GURU provides information for Ward Managers at their fingertips. With just a few clicks of the mouse they are able to scrutinise the performance of their own and other wards in the Trust against a portfolio of quality indicators. The indicators provide evidence for the NQAT/MQAT.

GURU sits on all PCs within the Trust and is accessible to senior management and executives. There is also the facility to interrogate performance at Trust, Divisional and ward level.

GURU along with the NQAT/MQAT has enabled the Trust to establish a Board to Ward assurance framework of useful and meaningful performance data about the nursing and midwifery impact on quality. GURU has replaced a dated system of data collection for infection prevention and avoids the need to establish teams of auditors and the administrative industry this creates.

GURU allows staff to gain a historical picture of their departments’ performance in areas such as direct patient care, Infection prevention, staff sickness, patient/staff satisfaction, falls, complaints and compliments.

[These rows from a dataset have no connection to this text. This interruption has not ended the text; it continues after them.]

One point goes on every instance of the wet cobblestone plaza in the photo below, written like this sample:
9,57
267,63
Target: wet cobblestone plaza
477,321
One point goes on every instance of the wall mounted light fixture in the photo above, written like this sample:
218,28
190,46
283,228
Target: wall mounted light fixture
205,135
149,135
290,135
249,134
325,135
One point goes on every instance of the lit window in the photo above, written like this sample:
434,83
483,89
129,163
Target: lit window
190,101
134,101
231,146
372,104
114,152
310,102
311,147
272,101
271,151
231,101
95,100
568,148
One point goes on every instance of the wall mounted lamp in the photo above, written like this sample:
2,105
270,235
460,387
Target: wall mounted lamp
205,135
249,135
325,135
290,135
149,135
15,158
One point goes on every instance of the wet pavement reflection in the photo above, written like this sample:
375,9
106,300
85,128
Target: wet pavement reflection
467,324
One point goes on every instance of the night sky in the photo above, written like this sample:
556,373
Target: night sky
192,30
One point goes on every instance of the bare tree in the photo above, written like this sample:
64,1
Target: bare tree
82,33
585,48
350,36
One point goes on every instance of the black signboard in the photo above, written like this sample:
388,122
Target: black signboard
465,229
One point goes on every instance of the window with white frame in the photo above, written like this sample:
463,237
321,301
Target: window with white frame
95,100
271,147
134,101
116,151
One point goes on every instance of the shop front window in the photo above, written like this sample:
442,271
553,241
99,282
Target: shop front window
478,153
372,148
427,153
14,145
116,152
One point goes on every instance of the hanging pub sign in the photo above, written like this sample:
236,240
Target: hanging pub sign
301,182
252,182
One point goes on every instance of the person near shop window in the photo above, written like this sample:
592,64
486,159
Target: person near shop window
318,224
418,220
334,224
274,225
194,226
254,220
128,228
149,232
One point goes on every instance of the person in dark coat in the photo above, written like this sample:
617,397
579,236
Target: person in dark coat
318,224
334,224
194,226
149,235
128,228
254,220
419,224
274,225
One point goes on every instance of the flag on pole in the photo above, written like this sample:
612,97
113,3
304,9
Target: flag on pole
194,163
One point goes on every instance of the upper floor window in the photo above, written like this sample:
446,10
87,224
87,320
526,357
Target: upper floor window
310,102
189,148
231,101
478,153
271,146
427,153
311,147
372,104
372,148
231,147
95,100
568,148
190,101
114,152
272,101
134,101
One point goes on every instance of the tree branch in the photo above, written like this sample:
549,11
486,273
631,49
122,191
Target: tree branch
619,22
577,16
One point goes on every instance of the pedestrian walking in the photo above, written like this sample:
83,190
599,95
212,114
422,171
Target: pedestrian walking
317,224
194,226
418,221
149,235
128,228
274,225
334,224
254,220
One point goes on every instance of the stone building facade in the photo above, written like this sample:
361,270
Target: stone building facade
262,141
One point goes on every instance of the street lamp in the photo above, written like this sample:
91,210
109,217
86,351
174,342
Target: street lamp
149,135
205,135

Other options include the ability to peer review and mark a specific event that may impact on service provision and standards. Performance can be benchmarked against expected standards and thresholds. GURU indicators and threshold are attached at appendix 2.

UHMB staff believe that patients have a right to know how we are doing in relation to aspects of safety, experience and efficiency.

As part of reviewing how performance data is displayed and communicated to patients and the general public we have worked with patients and shadow governors to design the way in which the information is made available to them. The outcome has completely transformed the way we intend to communicate, publicise and share information about infection prevention and increased the quantity and quality of the information.

Future plans include the direct link and feed between GURU and other electronic databases such as the incident reporting system and the electronic record sickness data.

As we progress with the implementation of the electronic patient record these essential ward performance measures will be central to integrated care.

  1. Prototype Board Report

Staff have been instrumental in the development of GURU and the enthusiasm generated from the Productive Ward programme has meant that this has ensured that GURU has been well received by staff who see it as theirs to own rather than an performance management tool that has been imposed. As wards come on line with the Productive Ward programme the GURU indicators are introduced.

We are now in a position to work with health informatics to develop the management reporting aspect of GURU. This means that performance at all levels ward to Board can be reported in the future.

The report in appendix 3 is the first attempt at generating a Board report against a number of the key indicators in GURU and drilled down to Divisional level.